React Native Update (Pushy) Integration
PassAudited by VirusTotal on May 12, 2026.
Overview
Type: OpenClaw Skill Name: react-native-update Version: 0.3.0 The skill bundle is classified as suspicious due to the direct instruction in `SKILL.md` for the AI agent to execute a local shell script (`scripts/integration_doctor.sh`). While the script's intent is diagnostic and its current implementation does not show malicious behavior (e.g., no exfiltration, no unauthorized network calls), the execution of shell commands (`cd`, `grep`, `node -e`) by the agent represents a risky capability. This capability, if combined with an agent vulnerability (e.g., unsanitized user input for `<app-root>`), could potentially lead to shell injection or other command execution vulnerabilities, even though the skill itself does not contain explicit malicious code.
Findings (0)
Artifact-based informational review of SKILL.md, metadata, install specs, static scan signals, and capability signals. ClawScan does not execute the skill or run runtime probes.
Running the setup may install or update dependencies on your machine and in your app project.

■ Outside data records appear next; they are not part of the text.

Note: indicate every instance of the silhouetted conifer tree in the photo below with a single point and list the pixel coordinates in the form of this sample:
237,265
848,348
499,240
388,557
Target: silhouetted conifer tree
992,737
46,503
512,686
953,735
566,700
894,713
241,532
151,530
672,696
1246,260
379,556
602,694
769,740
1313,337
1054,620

The setup relies on external package-manager and native dependency commands, including a global npm CLI install. This is expected for React Native integration, but users should understand these commands fetch and install third-party code.
`npm i -g react-native-update-cli`; `npm i react-native-update`; `cd ios && pod install`; `npx expo prebuild`
Run these commands intentionally, preferably in a clean working tree, and review package sources, lockfile changes, and generated native files before committing.
The diagnostic script will inspect files in the selected React Native project and print integration status.
The helper is a shell script that runs local node and grep commands inside the selected app root. Its observed behavior is diagnostic and read-only, but it is still local command execution.
APP_ROOT="${1:-$(pwd)}"
cd "$APP_ROOT"
...
if node -e "const p=require('./package.json'); ..."
...
if grep -R --line-number --include='package.json' 'expo-updates' .Review the script before running it and pass the intended app root path explicitly if your workspace contains multiple projects.
If misconfigured, app users could receive or apply updates in a way that is hard to notice or recover from.
The skill helps configure release-build hot updates, including silent update strategies. This is central to the stated purpose, but a bad update strategy or rollout can affect many installed app clients.
`updateStrategy`: `alwaysAlert` / `alertUpdateAndIgnoreError` / `silentAndNow` / `silentAndLater` / `null`
Use staged rollout, keep server-side rollout rules authoritative, test rollback behavior, and avoid silent strategies unless they match your release policy.